Since men superficially misunderstand conflict with their wives/partners as a behavioral problem, they tend to seek behavioral solutions, typically, an apology. Apologies are not generally effective relationship repair, because they are most often a thinly veiled attempt to prematurely bring the argument to a close and restore the status quo without ever giving a full hearing to their wives/partners feelings.
On the other hand, if men understood conflict with their wives/partners as a problem in the relationship rather than their own individual failing, they would have a much better chance of understanding what they need to do to repair a relationship. For more mutually satisfying conflict resolution, I suggest that men start with a 30-day apology moratorium. Begin by not apologizing for anything for 30 days, it may help you to listen more. Listening more will set the stage for the four steps outlined below to help you and your partner feel more confident about handling conflict in your relationship.
- When your wife/partner is hurt, the first thing she needs to know is that you understand how she feels, on her terms, not yours. This is not just a matter of repeating back to her what she said. Men sometimes get angry and frustrated when parroting back their wives’/partners’ words doesn’t smooth things over, complaining “but I am listening to you!” One of the biggest mistakes men make in relationships is stopping there. Nobody feels heard or knows that you care if you just repeat back what they said. You have to also listen between the lines, use your intuition to go beyond the concrete words and get the deeper sense of what she is talking about.
- The second and more important step, and the one that people sadly often leave out is to take responsibility for the impact of your behavior. This does not mean saying you were wrong. It’s not about right or wrong. It’s about acknowledging that you understand how your behavior has impacted someone you love. Whether or not you meant to hurt her is largely irrelevant, and falling back on that is just a way to dodge acknowledging that you hurt someone.
- Your partner needs to know that hurting her matters to you, that you have some personal reaction to her being hurt, and that it has some impact on you. You have to be willing to put a little skin in the game, dig a little deeper in yourself and share with her some of how you are feeling in response to her feelings. This is what empathy is.
- Lastly, you have to be willing to give her some realistic indication of what you are willing to do to decrease the likelihood of hurting her in this way in the future. Don’t promise you won’t do it again because you almost certainly well. Most of the significant hurts in couples come from people acting out their own deeply ingrained characterological patterns. Much as you might try, it is highly unlikely that you are going to be able to change that overnight.
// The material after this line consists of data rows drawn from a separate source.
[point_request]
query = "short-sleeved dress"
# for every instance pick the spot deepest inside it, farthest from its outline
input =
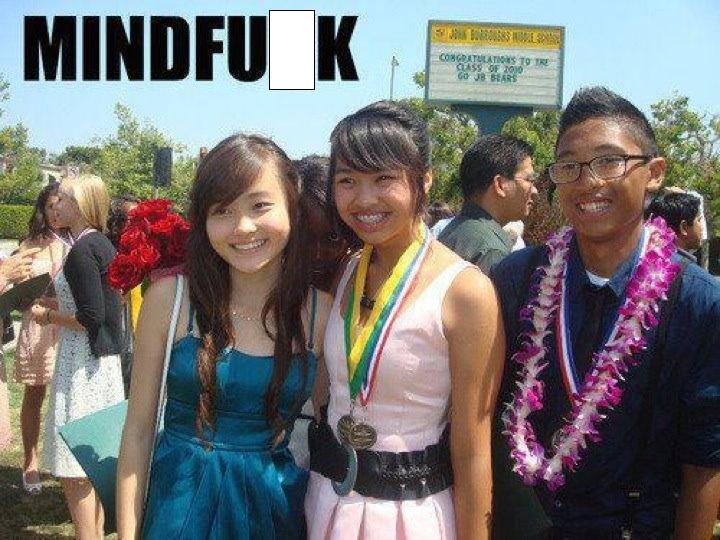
(241, 487)
(36, 348)
(409, 409)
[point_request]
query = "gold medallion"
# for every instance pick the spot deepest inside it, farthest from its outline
(362, 436)
(345, 425)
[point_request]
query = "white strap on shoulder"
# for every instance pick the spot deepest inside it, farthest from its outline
(160, 408)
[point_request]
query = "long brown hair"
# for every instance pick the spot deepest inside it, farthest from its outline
(226, 172)
(39, 226)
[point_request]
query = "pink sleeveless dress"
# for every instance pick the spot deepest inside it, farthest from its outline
(408, 408)
(36, 348)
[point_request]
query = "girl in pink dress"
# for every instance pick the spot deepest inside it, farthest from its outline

It’s not a measure of how much you care about someone, but of how deeply ingrained these patterns are. The fact is that we actually unconsciously choose a mater precisely because s/he is likely to play out these exact same patterns that are so hurtful to us, but that’s a matter for another column.
What you can offer is some realistic understanding of where this behavior is coming from for you, and what kind of internal work you are willing to do to be more understanding and more sensitive to the impact of your behavior on her.